Tropical America, game titles on American history unspoken.

. Hacktivism

10/11/02 Tropical America, videogame on American history unspoken.
Tropical America is a game that wants to tell the story of the Americas for what it was. Presented at the conference 'Race in digital space', takes its name from a mural by David Alfaro Siqueros, deleted in Los Angeles in 1932 and aims to encourage the player to explore the causes and effects of the removal of the history of those lands. From the battles of Bolivar to the myth of El Dorado at the poems of Sor Juana de la Cruz, Tropical America reveals a moment forgotten, namely the birth of contemporary life cross-cultural. The game begins as just before a killing (as in most of the shoot-em-up), but after a massacre history, that of the El Mozote massacre in El Salvador in 1981, where more than 1,000 people died for ' attack Atlacatl Battalion, an event that is taken as primary thrust to continue the game made in English and Spanish.

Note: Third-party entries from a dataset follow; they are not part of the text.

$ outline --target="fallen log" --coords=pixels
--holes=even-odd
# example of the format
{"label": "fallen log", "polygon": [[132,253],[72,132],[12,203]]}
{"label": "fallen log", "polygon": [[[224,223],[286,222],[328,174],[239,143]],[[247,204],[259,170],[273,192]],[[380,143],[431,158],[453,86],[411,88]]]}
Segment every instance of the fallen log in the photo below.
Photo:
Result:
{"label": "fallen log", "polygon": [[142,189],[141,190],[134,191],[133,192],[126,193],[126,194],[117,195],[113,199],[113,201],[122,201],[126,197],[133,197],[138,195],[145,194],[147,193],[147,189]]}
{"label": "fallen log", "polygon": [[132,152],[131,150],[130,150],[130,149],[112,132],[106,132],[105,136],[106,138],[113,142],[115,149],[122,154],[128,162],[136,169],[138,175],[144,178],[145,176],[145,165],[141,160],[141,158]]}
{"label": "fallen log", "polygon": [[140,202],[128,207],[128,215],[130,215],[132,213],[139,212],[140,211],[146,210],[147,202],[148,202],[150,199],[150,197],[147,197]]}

You can hire a male or female avatar, and moves in a unique graphics, which follows the folk art of those places made carving the wood, and made digitally through a vectorial representation. The product will be launched on 14 October, the anniversary of the 'discovery of America') and is powered by OnRamp Arts, an organization of new media art non-profit organization, whose goal is to produce digital media projects that connect the new technologies with the arts and local communities.